It is difficult to imagine it now, but continental Europe struggled with foundational divides—with periodic warnings of civil war—as recently as the 1950s. Belgium, Switzerland, Austria, and the Netherlands were divided into ideologically opposed subcultures, sometimes called “spiritual families” or “pillars.” These countries became models of “consensual democracy,” where the subcultures agreed to share power through creative political arrangements.
If we have learned anything, though, it is that lessons learned in Europe are not easily applied to the Middle East. Consensual democracy works best when there are multiple centers of power in society, none of which is strong enough to dominate on its own. While this more or less holds true in Lebanon, and even then precariously, it is not applicable in much of the region. In countries like Egypt, Turkey, and to a lesser extent Tunisia, the perception that Islamists are too strong and secularists too weak makes polarization significantly worse than it might otherwise be.

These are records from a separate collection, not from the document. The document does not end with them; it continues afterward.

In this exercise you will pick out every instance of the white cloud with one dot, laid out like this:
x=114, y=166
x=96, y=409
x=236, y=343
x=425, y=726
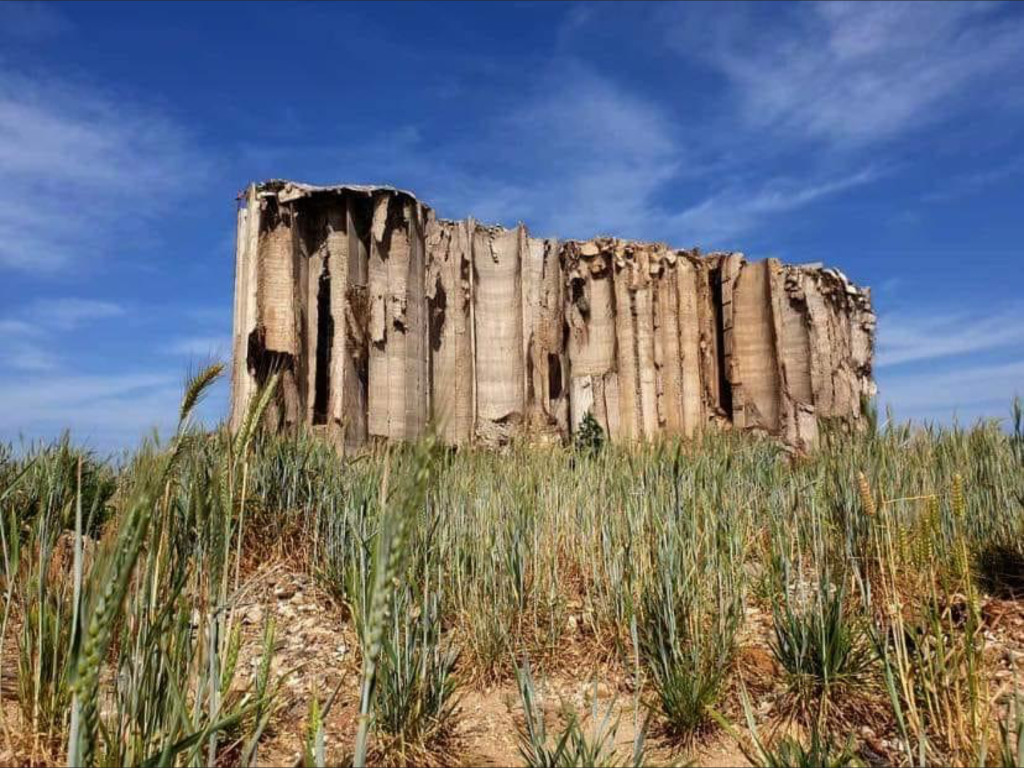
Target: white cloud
x=81, y=168
x=853, y=73
x=970, y=390
x=738, y=210
x=911, y=338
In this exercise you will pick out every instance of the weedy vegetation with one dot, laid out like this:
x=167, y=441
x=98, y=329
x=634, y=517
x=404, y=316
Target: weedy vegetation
x=866, y=573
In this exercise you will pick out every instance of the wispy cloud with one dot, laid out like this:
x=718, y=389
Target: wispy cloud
x=75, y=159
x=912, y=338
x=28, y=338
x=970, y=390
x=970, y=183
x=104, y=411
x=737, y=210
x=854, y=73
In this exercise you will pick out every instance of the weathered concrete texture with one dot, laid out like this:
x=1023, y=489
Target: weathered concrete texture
x=383, y=317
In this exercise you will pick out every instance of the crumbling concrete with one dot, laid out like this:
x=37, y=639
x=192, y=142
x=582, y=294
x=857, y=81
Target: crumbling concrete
x=382, y=317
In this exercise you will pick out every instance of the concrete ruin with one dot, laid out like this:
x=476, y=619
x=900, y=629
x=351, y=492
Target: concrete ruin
x=383, y=317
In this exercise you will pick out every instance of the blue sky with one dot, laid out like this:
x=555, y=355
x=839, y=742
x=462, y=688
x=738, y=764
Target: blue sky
x=887, y=140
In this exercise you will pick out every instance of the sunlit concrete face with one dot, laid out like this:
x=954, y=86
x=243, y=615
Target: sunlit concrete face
x=383, y=318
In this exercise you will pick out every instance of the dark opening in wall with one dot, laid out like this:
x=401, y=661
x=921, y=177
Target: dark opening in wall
x=554, y=377
x=325, y=340
x=724, y=385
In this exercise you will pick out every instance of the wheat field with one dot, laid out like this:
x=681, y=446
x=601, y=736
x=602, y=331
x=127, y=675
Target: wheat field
x=699, y=601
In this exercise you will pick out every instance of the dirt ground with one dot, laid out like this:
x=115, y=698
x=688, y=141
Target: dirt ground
x=316, y=654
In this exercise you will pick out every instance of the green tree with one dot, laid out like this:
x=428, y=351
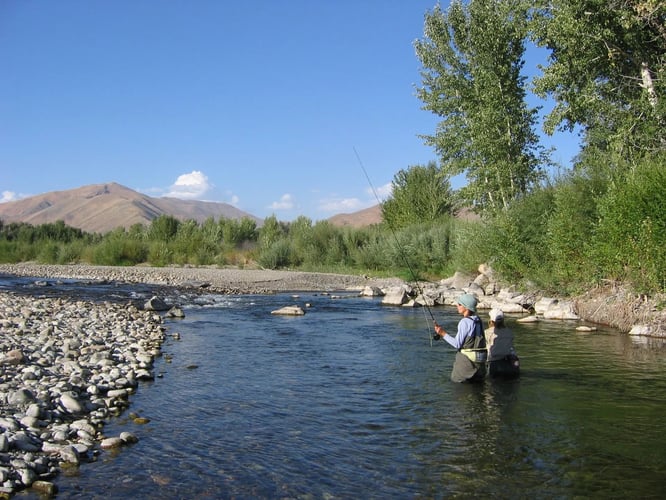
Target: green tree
x=605, y=73
x=472, y=56
x=420, y=194
x=164, y=228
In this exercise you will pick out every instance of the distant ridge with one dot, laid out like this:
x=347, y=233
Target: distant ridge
x=100, y=208
x=362, y=218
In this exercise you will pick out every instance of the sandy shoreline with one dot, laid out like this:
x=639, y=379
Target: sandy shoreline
x=226, y=280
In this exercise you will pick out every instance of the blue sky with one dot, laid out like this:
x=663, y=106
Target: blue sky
x=258, y=104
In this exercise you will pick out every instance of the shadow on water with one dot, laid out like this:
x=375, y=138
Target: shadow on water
x=351, y=400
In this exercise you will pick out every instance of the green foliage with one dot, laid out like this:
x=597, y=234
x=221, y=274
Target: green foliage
x=277, y=255
x=631, y=232
x=420, y=194
x=609, y=79
x=517, y=240
x=163, y=228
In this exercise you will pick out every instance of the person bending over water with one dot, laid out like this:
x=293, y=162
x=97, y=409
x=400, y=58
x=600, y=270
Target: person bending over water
x=503, y=361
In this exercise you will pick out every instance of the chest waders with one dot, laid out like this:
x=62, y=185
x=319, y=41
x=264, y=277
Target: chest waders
x=470, y=362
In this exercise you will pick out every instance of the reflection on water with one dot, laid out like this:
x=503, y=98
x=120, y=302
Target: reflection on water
x=351, y=400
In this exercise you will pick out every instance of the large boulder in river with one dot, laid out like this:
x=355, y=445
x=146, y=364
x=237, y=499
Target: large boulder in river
x=289, y=311
x=155, y=304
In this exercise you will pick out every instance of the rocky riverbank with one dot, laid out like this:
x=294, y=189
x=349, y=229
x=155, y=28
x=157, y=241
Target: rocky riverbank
x=220, y=280
x=66, y=367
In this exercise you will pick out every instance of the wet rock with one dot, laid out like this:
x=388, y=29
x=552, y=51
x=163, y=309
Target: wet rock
x=289, y=311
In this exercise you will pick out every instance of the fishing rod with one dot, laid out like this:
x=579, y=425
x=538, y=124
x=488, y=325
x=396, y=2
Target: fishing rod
x=402, y=253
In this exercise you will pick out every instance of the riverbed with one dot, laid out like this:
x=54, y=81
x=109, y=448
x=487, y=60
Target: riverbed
x=354, y=400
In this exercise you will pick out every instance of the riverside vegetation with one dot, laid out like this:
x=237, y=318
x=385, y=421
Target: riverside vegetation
x=546, y=243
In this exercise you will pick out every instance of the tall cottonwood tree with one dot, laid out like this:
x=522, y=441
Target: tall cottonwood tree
x=472, y=56
x=607, y=71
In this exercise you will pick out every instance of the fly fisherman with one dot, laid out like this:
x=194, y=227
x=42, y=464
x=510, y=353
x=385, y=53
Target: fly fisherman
x=470, y=362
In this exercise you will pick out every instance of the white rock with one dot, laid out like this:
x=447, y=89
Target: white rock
x=289, y=311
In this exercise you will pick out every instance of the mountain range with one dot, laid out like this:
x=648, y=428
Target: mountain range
x=100, y=208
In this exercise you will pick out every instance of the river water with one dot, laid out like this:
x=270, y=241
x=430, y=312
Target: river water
x=352, y=400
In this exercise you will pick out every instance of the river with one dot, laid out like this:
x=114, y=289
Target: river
x=353, y=400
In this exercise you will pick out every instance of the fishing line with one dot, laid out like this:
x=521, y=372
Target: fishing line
x=402, y=253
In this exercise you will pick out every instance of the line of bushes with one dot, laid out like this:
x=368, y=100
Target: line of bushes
x=576, y=232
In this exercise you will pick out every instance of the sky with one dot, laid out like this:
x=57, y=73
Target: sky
x=278, y=107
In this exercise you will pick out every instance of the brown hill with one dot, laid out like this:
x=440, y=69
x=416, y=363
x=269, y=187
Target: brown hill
x=100, y=208
x=373, y=215
x=362, y=218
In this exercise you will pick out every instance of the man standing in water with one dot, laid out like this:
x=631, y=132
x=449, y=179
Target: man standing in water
x=470, y=362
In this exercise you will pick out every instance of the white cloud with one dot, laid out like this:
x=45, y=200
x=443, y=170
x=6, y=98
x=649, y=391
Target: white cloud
x=8, y=196
x=190, y=186
x=341, y=205
x=286, y=203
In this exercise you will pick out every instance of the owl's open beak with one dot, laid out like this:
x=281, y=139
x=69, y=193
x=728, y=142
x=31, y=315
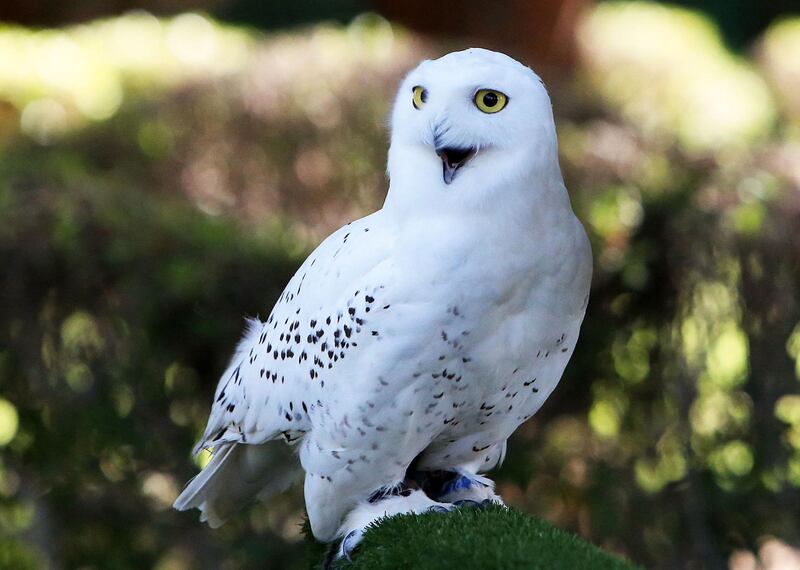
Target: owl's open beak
x=452, y=160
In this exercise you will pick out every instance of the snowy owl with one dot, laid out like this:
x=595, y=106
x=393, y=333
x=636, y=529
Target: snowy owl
x=412, y=343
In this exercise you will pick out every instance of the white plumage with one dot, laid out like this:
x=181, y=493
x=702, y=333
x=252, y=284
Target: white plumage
x=422, y=335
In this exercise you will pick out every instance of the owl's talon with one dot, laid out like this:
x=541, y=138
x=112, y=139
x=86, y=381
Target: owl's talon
x=349, y=544
x=468, y=504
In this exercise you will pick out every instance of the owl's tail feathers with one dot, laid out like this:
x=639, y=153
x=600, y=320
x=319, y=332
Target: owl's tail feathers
x=237, y=474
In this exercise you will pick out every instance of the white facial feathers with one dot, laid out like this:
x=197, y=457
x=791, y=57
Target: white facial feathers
x=471, y=118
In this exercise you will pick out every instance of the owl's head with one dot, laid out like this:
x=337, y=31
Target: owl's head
x=468, y=119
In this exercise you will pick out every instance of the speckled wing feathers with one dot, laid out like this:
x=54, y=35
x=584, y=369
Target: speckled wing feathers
x=281, y=366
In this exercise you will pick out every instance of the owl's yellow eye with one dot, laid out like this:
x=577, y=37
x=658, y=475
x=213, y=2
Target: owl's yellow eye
x=490, y=101
x=420, y=96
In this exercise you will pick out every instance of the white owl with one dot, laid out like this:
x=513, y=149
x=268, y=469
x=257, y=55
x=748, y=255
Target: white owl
x=411, y=343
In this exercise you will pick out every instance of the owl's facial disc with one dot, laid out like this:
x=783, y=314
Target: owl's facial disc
x=452, y=160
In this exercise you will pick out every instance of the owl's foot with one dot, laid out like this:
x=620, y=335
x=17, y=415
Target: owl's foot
x=366, y=514
x=460, y=488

In continental Europe, the lines were also drawn more clearly. In Belgium, for instance, there were distinct groups of Flemish and Walloon that could be plainly identified. Egypt, Turkey, and Tunisia, however, relatively homogenous. More homogeneity is almost always viewed as a positive factor in forging national identity, but it can also have its drawbacks. Islamists and non-Islamists are different, but not different enough. They live in the same cities, go to the same schools, visit each other on holidays, and sit together at family dinners. This can make it better. It can also make it worse.